Now let’s translate that to living in a home with us. We expect them to only eliminate outside, let’s say. However, we have a house that is huge to them (much larger than a den would be) and we/they sleep in only one part of it. So it is logical that if no one has properly taught them how to go outside, then far enough away from their sleeping area, i.e. another room of our house, is safe enough for them. They will most likely hide to eliminate and when no one is looking because that is safer than being watched. Next, we discover their hidden elimination and bring them back and show them and scold them. All they know is that we are upset with them, but they have no clue why. Or we catch them in the act and scold them and scare them to death so that they become even more careful about eliminating when anyone is watching or could catch them.

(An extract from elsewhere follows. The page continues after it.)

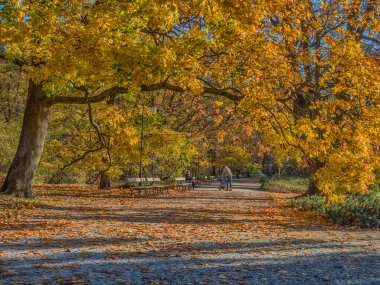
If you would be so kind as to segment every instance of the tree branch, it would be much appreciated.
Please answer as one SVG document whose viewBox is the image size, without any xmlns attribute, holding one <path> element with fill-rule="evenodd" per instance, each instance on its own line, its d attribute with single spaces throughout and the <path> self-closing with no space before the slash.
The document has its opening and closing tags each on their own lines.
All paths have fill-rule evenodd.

How in the world can we expect them to conform to our ideas and expectations without getting something in return? We certainly do not work for nothing. So it stands to reason that if we make our expectations, clear and worthwhile to our dogs they will most likely comply eagerly. Conversely, if we are not clear in teaching our expectations and the reward we offer is not worthy of their compliance, then they are likely NOT to comply. Therefore, if they are NOT eagerly complying, it is our fault, not theirs.
Why? Because we technically hold the power in the relationship just by the fact that we have the information available to us to navigate this world successfully. We just have to go and get it. Our dogs do not have that luxury. They are completely dependent on US to give them information, power, and choices in living with us in our homes. We decide when they can go out, when they can move about the house, when and where in the house they are allowed, and on and on. Yes, many of us give our dogs complete freedom in our homes, however that often creates problems when they are not ready for that freedom, much like giving a child the freedom to make all the choices in their life from the start.
So it is up to us to use our power in the relationship humanely, clearly and kindly. We can do this by giving our dogs some motivation to do what we want, choices that are reasonable for everyone and clearly understandable ways that they can get paid/rewarded with whatever motivates them.
Do you know your dog’s number one motivator?